Two ISIS camps located in Bayda, central Yemen, were targeted by the strike.

Unmanned aerial drones struck two ISIS training camps in central Yemen for the first time in the country's conflict, leaving an unknown number of dead, security sources told AFP Monday.

Witnesses said villagers were prevented by tribal leaders from approaching the area and retrieving the dead and wounded for fear of additional strikes.

Locals said the camps, both in Bayda province, were named after prominent ISIS figures: Yemen chief Abu Bilal al-Harbi and former global spokesman Abu Mohamed al-Adnani, killed last summer in a US air strike.

This is the first time security sources loyal to Yemen's internationally recognized government have announced raids against ISIS footholds.

ISIS and its militant rival al-Qaeda have taken advantage of a conflict between the government and Houthi militants, who control the capital Sanaa, to bolster their presence across much of the south.

ISIS, however, has risen to prominence in the country's civil war targeting both army recruits of the government and Yemeni Shiites, which it considers heretics.
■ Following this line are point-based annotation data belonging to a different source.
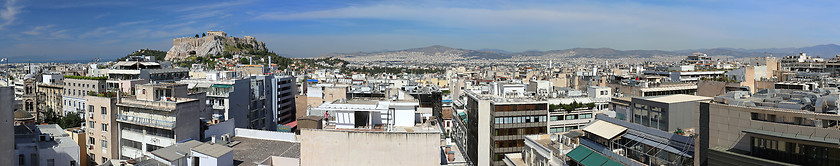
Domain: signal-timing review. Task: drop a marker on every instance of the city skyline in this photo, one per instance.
(105, 29)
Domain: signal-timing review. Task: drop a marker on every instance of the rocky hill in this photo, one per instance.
(212, 43)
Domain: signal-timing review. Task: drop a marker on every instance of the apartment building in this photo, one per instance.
(51, 96)
(497, 126)
(228, 98)
(666, 113)
(75, 90)
(261, 115)
(159, 115)
(771, 127)
(103, 135)
(285, 98)
(44, 145)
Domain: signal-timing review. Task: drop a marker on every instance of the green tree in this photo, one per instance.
(70, 120)
(50, 116)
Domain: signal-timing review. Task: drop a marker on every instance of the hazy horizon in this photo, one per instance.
(67, 30)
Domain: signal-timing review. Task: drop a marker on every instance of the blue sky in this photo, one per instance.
(63, 30)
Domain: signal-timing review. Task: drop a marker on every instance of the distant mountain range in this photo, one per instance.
(436, 51)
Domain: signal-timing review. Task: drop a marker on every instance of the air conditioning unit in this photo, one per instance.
(226, 138)
(619, 151)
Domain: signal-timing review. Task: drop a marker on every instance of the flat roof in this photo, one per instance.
(604, 129)
(214, 150)
(250, 151)
(174, 152)
(825, 140)
(677, 98)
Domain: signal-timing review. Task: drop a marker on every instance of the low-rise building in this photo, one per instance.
(158, 116)
(44, 145)
(75, 90)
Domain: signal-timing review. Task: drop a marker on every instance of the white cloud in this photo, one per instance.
(9, 13)
(47, 31)
(98, 32)
(214, 6)
(134, 22)
(38, 30)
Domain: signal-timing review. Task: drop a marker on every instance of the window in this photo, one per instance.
(150, 147)
(132, 144)
(34, 158)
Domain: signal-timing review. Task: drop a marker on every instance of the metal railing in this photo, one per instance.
(145, 121)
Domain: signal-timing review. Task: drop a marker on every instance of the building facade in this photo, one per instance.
(158, 116)
(497, 126)
(75, 90)
(102, 128)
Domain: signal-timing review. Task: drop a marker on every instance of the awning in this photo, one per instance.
(658, 145)
(594, 159)
(604, 129)
(825, 140)
(612, 163)
(587, 157)
(579, 153)
(202, 85)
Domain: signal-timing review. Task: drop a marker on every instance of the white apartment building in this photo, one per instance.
(158, 116)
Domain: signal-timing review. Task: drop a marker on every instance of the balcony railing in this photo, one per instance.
(145, 121)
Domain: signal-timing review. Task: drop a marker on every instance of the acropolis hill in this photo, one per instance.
(213, 43)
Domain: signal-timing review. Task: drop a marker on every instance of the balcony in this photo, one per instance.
(153, 105)
(145, 121)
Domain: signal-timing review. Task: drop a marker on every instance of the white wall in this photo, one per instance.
(205, 160)
(404, 117)
(266, 135)
(220, 129)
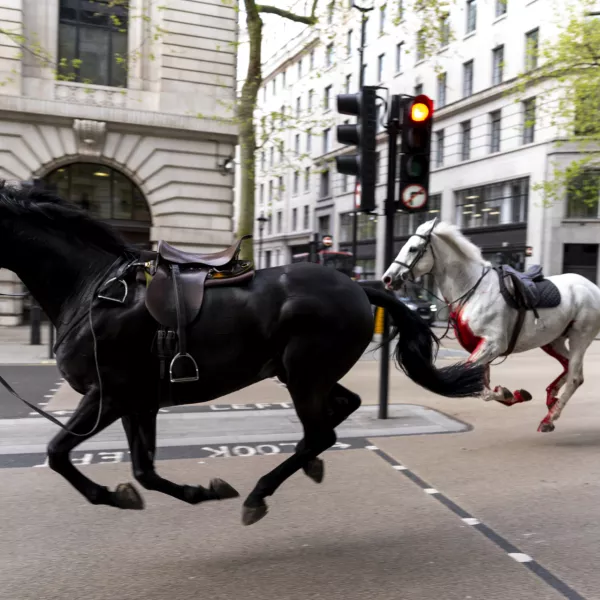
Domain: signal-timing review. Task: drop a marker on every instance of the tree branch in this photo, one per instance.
(286, 14)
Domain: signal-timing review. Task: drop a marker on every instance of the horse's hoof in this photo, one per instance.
(127, 497)
(253, 514)
(222, 490)
(315, 469)
(546, 427)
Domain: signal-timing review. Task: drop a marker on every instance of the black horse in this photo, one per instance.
(303, 323)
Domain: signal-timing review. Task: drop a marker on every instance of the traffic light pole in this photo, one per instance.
(393, 128)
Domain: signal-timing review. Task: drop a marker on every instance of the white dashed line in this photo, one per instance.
(519, 557)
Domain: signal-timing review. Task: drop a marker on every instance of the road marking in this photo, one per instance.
(524, 559)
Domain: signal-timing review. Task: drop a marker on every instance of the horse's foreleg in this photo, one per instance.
(578, 344)
(485, 353)
(82, 422)
(141, 434)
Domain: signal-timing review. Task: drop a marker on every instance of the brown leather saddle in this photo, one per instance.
(176, 281)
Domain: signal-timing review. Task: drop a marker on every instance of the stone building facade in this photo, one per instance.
(127, 112)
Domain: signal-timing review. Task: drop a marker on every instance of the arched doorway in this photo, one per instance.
(106, 194)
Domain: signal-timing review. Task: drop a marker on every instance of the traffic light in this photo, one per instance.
(363, 164)
(417, 120)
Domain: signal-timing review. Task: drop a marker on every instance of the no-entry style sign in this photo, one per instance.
(414, 196)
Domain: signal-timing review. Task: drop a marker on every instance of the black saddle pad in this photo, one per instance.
(549, 294)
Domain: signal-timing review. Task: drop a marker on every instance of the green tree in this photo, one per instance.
(566, 68)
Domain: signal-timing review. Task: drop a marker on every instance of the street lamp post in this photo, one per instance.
(364, 6)
(261, 225)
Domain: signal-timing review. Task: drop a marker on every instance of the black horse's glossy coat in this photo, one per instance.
(303, 323)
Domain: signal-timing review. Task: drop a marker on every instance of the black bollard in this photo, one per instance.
(36, 324)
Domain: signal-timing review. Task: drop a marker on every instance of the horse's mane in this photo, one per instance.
(52, 213)
(453, 236)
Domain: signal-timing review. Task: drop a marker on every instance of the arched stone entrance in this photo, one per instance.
(107, 194)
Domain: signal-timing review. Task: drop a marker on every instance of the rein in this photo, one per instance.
(101, 281)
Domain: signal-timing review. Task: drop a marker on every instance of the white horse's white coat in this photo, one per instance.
(485, 323)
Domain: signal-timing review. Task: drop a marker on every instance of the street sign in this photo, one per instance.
(414, 196)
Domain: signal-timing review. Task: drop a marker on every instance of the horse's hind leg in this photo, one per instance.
(578, 344)
(83, 421)
(558, 350)
(341, 404)
(141, 434)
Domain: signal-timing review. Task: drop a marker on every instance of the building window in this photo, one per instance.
(529, 121)
(380, 59)
(471, 15)
(442, 86)
(497, 65)
(405, 223)
(327, 98)
(495, 128)
(92, 42)
(324, 226)
(467, 79)
(465, 140)
(324, 190)
(348, 84)
(326, 133)
(583, 195)
(531, 49)
(439, 148)
(444, 30)
(399, 57)
(493, 205)
(329, 56)
(366, 227)
(421, 34)
(103, 192)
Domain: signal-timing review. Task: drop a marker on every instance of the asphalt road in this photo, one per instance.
(497, 512)
(32, 382)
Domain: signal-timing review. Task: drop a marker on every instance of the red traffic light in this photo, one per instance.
(421, 109)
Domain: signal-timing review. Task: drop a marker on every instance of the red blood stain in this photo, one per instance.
(466, 338)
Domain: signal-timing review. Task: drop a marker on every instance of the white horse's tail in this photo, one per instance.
(414, 352)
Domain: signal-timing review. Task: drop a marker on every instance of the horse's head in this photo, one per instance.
(414, 259)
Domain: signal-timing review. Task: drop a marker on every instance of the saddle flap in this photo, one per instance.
(162, 303)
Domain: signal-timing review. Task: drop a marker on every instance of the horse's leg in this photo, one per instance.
(141, 434)
(578, 344)
(486, 352)
(558, 350)
(84, 419)
(342, 403)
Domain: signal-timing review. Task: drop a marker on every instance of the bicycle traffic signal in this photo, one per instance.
(363, 135)
(417, 121)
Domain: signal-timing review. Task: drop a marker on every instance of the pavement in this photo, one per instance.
(482, 508)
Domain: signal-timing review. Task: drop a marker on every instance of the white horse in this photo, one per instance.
(487, 326)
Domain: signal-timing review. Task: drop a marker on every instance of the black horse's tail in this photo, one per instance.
(414, 352)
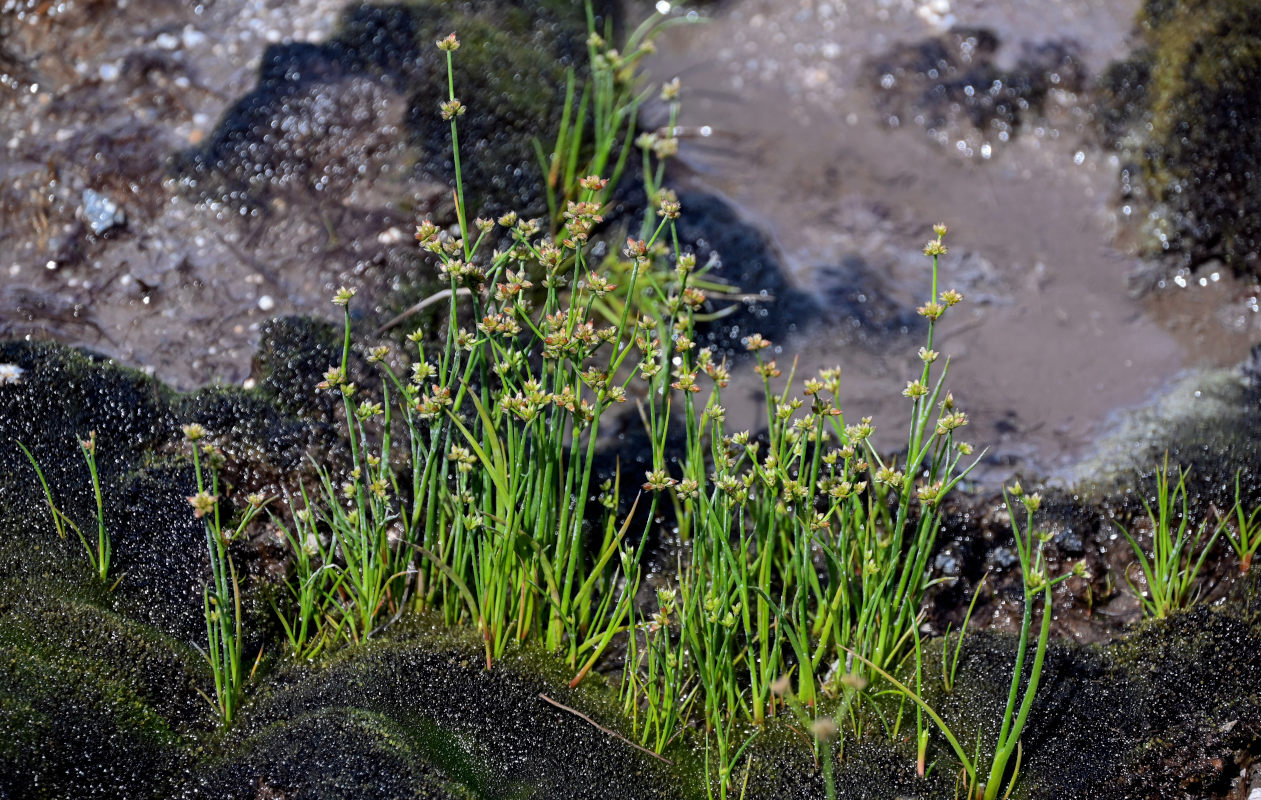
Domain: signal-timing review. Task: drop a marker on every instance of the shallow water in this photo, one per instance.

It entered the war in March 2015 with a series of attacks on Shiite mosques in the capital, leaving more than 140 people dead.

The group's last major attack was a suicide bombing in the government stronghold of Aden last December, which killed 48 soldiers.

Al-Qaeda has distanced itself from ISIS attacks, claiming that it seeks to avoid "the shedding of any Muslim blood" while focusing on fighting the "Americans and their allies."